TBMM Başkanı Cemil Çiçek, '13'üncü Uluslararası Beypazarı ve Yöresi Festivali'ne katıldı. AK Parti Genel Başkan Yardımcısı Salih Kapusuz ve beraberindekilerle birlikte festival kortejine de katılan Çiçek, esnafla da selamlaşarak, gözleme yapan bir kadınla da sohbet etti. Salih Kapusuz'un sakalını kastederek, 'Buradan bir siyah bir beyaz kopar, işlerin rast gider' diyen Çiçek, festival kapsamında yöresel kıyafetlerin tanıtıldığı  defile ile halk dansları gösterisini de izledi.
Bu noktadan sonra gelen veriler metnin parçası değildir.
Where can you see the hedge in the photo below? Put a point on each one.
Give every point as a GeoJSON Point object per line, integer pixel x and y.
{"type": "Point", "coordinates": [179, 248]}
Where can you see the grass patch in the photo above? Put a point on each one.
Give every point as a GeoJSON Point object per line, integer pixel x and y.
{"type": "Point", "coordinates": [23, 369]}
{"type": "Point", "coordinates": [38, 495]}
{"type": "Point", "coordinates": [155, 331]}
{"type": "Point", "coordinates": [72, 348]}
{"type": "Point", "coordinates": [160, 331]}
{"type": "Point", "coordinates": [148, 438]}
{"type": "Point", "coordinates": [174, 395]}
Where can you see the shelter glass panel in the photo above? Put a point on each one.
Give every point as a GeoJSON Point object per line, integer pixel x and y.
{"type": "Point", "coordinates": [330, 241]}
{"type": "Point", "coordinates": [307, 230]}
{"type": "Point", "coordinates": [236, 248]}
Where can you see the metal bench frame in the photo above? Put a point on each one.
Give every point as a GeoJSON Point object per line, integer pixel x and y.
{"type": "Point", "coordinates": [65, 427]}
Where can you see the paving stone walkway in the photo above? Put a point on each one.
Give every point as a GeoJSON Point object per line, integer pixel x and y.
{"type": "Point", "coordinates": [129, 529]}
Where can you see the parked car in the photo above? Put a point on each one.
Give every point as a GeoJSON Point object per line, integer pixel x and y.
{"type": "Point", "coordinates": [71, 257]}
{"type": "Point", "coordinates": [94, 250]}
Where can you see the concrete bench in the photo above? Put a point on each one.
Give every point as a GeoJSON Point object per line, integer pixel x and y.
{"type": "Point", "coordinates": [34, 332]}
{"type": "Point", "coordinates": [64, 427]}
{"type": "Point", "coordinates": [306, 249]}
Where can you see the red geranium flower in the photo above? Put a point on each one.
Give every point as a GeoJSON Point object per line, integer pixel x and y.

ANKARA SHOPPİN FEST'E ELEŞTİRİ

Ankara Büyükşehir Belediyesi'nin öncülüğünde pek çok kurum ve kuruluşun katkılarıyla düzenlenen 'Ankara Shopping Fest'in adını eleştiren Çiçek, "Ankara'da aynı zamanda 135 ülkenin katıldığı Türkçe Olimpiyatları düzenleniyor. Biz Afrika'ya, Avrupa'ya, okyanus ötesine, Asya'ya kendi dilimizi anlatmaya, benimsetmeye çalışırken başka kültürlerin taşeronluğunu yapmamamız gerekir. Ben buradan sorsam 'Shopping Fest'i bilen kaç tane Beypazarlı çıkar? Ama alışveriş günleri dediğimiz zaman bunu herkes anlayacaktır" dedi. Ankara'da birçok yerin adının yabancı olduğuna da dikkat çeken Çiçek, Türkiye'nin bir dil ve kültür erozyonuna maruz kaldığını söyledi.

BAŞBAKAN ERDOĞAN İLE KILIÇDAROĞLU GÖRÜŞMESİ

Daha sonra basın mensuplarının sorularını yanıtlayan Kılıçdaroğlu, Başbakan Recep Tayyip Erdoğan ile CHP Genel Başkanı Kemal Kılıçdaroğlu'nun görüşmesi olumlu bulduğunu belirterek, "Sadece iki parti arasında değil, herkesle uygun görüldüğü takdirde bu görüşmelerin yapılması ülkedeki gerginlikleri, kutuplaşmaları azaltır. Konuşamazsak anlaşamayız. Türkiye her sorununu başkalarıyla konuşuyor. Birbirimizle niye konuşmuyoruz? Ya da birbirimizle bugüne kadar niye konuşmadık?. Bu görüşmeler çok daha önce yapılmış olsaydı bugün yaşanılan bazı sıkıntılar yaşanmayabilirdi" dedi.

ÖZEL YETKİLİ MAHKEMELER

Özel yetkili mahkemelerin görev alanlarının daraltılmasına ilişkin tartışmalarla ilgili olarakta Çiçek, şunları söyledi:

"Bu konuda henüz ortaya çıkmış bir tasarı yok. CMK'nın 250'nci maddesiyle ilgili tartışma, bu maddeyi uygulayan bütün mahkemelerle ilgili değil. Bu daha çok İstanbul'daki mahkemelerin uygulamaları nedeniyle gündeme geldi. Sorun mahkemelerden mi, yoksa uygulamalardan mı kaynaklanıyor? Bence tepkisel değerlendirmeler yerine soğukkanlı değerlendirme yapmak gerekecektir. Çünkü bu 250'nci madde ile ilgili olarak Avrupa İnsan Hakları Mahkemesine de müracaatlar yapıldı. Avrupa İnsan Hakları Mahkemesi, bu mahkemelerin adil yargılama ve tabii hakim ilkesi açısından o kararlarda görüşleri var. Bunlar olumsuz görüşler değil, daha çok uygulamanın getirdiği sıkıntılar olarak gözüküyor. Uygulamadan kaynaklanan sıkıntılar varsa bunlar değerlendirilebilir. Yeni baştan düzenlemeler yapılabilir. Bir şeyin varlığından şikayet ederken yokluğunda ortaya çıkacak problemleri de iyi hesap etmemiz lazım. Bunun altını tekrar çiziyorum. Bir şeyin varlığından şikayet ediyoruz, yokluğunda ortaya çıkacak sorunları da iyi öngörebiliyorsak düzenlemeleri ona göre yapmak lazım."